Previous studies and the CarbFix project in Iceland reinforced that CO2 can be converted into solid form and stop it from merging with the atmosphere. Almost all the CO2 injected since the pilot was mineralized and turned into rock and, as a result, cleans the air of harmful emissions that exacerbates global warming.

Researchers and engineers involved in the CarbFix Project — from the University of Iceland, France's National Centre for Scientific Research, Columbia University in the United States, and Reykjavik Energy — have transformed the Hellisheidi power plant, the world's largest geothermal facility, into their own laboratory as they convert carbon dioxide into rock.

Turning CO2 Into Rocks

Iceland's volcanoes, transport sector, and industries produce large quantities of carbon dioxide. Turning carbon emissions into rock requires injecting the CO2 into porous basalt rocks and allowing it to mineralize or, in simpler terms, fixing carbon into the rock, hence CarbFix. This method, if done naturally, could take thousands of years.
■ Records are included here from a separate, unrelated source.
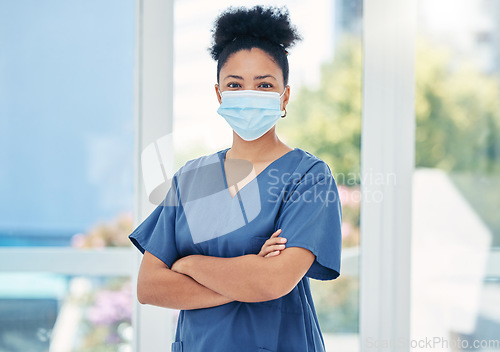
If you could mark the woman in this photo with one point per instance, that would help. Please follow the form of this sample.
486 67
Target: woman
215 248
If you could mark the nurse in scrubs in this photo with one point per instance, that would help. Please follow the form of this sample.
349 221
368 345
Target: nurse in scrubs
243 230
In the laboratory, however, the process starts by capturing the geothermal steam after it's spun the turbines in the Hellisheidi power plant. The team turns the steam into liquid condensate and then dissolves it into water. This process is similar to making soda water out of CO2.
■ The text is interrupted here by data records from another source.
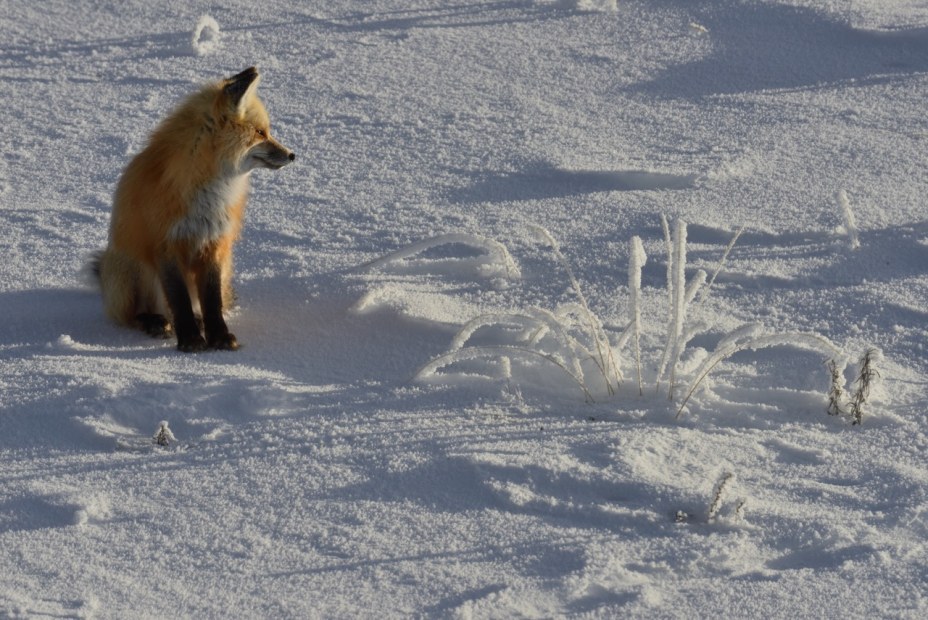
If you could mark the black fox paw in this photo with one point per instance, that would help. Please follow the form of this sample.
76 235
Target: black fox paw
155 325
227 342
193 344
"The gas is fed in at the bottom of this tower, and then they put the cold water in at the top," said Pétur Már Gíslason of Reykjavik Energy. After which, the fizzy water is transported through pipelines and injected to a rock, 1,000 meters below the ground.

The pressurized liquid solution fills the cavities of the rock and initiates solidification process, in which atoms from the liquid begin to bond together and start to form crystals. In short, the soda water reacts with the rock underneath to produce new types of stones.

"With this method, we have actually changed the time scale dramatically," said Sandra Osk Snaebjornsdottir, a geologist working for the project.

Safest Way Of Carbon Storage

Studies showed that basalt rocks — formed from lava millions of years ago — can easily convert CO2 into carbonate minerals.

The CarbFix project reduces the plant's carbon dioxide emissions by a third, which amounts to 12,000 tonnes of CO2 captured and stored at a cost of about $25 per tonne.

Under the Paris climate agreement, Iceland has agreed to cut back its greenhouse gas emissions by 40 percent by 2030. However, its emissions increased by 2.2 percent from 2016 to 2017 and went up by 85 percent since 1990, according to Iceland's Environment Agency.